Music
September 10, 2013
Tre Allegri Ragazzi Morti a SotAlaZopa, l’intervista a Enrico Molteni
Marco Bassetti
Un festival in grande ascesa, SotAlaZopa. Una manifestazione capace di coniugare buona musica, free camping, cibo, sport ed ecologia in maniera sana, rispettosa e intelligente. Nella verdissima cornice della Valle di Primiero, alle pendici delle maestose Pale di San Martino, le band si alterneranno su due palchi – Palco Principale e Palco Aguaz – accontentando i gusti dei diversi pubblici: rock, punk, folk, reggae… Tra la band che saliranno sul palco venerdì 13 settembre ci sono i Tre Allegri Ragazzi Morti. Dall’ultima volta che ci siamo incontrati (passavano da queste parti per un concerto che ha lasciato il segno: intervista qui e qui), hanno fatto tante cose, tra cui un album nuovo, il settimo: Nel Giardino Dei Fantasmi (dicembre 2012). Ne abbiamo parlato con Enrico Molteni, bassista della band friulana.
Sono passati due anni da quando ci siamo incontrati l’ultima volta, due anni molto intensi per voi… Come li riassumeresti in un’istantanea?
Sono stati due anni bellissimi perché abbiamo gli occhi dell’esperienza spalancati sul presente. L’instabilità che viviamo è fonte di continua curiosità e impegno per dare una direzione al nostro lavoro.
Nel Giardino Dei Fantasmi: nuovo disco e nuova direzione, con una nuova attitudine “etnica” seppur sempre all’interno dei confini del mondo TARM. Come si fa a cambiare e a ricercare senza perdere la propria identità, senza smarrirsi, rimanendo sempre se stessi?
Si dice che a Venezia è bello perdersi perché è meravigliosa in ogni suo angolo e soprattutto perché non ci si perde mai davvero se si possiede un minimo di orientamento. In questo senso abbiamo capito che amiamo perderci, che è stimolante scoprire nuovi aspetti del proprio carattere, anche perché in fondo si finisce per mettere meglio a fuoco la propria essenza.
Parlami di “Bugiardo”. C’è chi vi ha letto un atto d’accusa contro la medicina occidentale e i suoi rimedi, è così?
Questa canzone parla proprio della leggerezza dietro la quale spesso si nasconde la classe medica di oggi. È chiaramente un argomento molto difficile da trattare, ma in fondo è servito da spunto per un testo che può essere traslato facilmente anche su altri argomenti. Amiamo quando le canzoni vengono interpretate diversamente, significa che non sono troppo esplicite e fungono da rampa verso la riflessione di chiunque le ascolti.
“Hai sentito il nuovo ordine, nessun ragazzo sulla strada. È arrivato il nuovo ordine, nessun ragazzo sulla strada” (Il nuovo ordine). Anche a Bolzano sembra, ogni tanto, di percepire questo nuovo ordine e infatti abbiamo pensato di organizzare un festival per cantautori di strada… Chi sono gli artefici del “nuovo ordine”?
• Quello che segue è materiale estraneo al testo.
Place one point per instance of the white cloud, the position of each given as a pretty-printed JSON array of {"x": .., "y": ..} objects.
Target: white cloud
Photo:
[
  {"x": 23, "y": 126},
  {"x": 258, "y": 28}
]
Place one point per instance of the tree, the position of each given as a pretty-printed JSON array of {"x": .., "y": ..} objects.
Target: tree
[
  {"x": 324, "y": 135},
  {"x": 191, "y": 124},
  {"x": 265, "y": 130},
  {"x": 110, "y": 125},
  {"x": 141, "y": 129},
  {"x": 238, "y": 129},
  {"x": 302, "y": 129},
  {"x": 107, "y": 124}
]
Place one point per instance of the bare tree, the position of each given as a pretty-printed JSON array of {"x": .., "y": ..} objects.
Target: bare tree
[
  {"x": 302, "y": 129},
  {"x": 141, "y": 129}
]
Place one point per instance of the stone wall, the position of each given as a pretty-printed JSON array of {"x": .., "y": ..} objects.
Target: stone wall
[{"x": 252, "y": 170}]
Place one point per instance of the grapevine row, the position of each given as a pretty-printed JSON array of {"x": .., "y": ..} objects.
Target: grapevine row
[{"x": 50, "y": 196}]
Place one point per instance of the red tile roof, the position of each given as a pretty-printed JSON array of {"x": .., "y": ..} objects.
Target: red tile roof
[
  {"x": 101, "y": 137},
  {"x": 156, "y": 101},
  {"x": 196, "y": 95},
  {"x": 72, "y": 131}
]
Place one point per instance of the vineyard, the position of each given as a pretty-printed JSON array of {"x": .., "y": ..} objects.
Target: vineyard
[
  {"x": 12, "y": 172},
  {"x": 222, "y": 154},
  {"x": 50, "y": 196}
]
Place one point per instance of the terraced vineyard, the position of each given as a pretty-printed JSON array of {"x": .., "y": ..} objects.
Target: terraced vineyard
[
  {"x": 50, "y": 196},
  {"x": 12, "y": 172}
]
Quella canzone si riferisce a come sono cambiate le abitudini della gente. Una volta si stava sulla strada per condividere la vita, oggi lo si fa dal computer. Siamo in tantissimi, ci conosciamo profondamente, ma non ci siamo mai visti. È un haiku semplice che, abbinato all’atmosfera claustrofobica del dub, prende nuove profondità.
Non posso non chiederti le tue impressioni a caldo, dopo il tour negli stadi con Jovanotti. Che esperienza è stata?
È stato bello vedere diverse realtà a confronto. Jovanotti, il suo staff, il suo pubblico, sono stati tutti molto dolci con noi. Ci hanno permesso di rivedere la nostra esperienza decennale con un’altra ottica e di esserne orgogliosi.
E agli intransigenti, quelli che nel mondo indie storcono il naso (e, purtroppo, ne conosco molti) davanti alla vostra scelta di andare in tour con una popstar, tu cosa dici?
Ognuno è libero di pensare quello che vuole!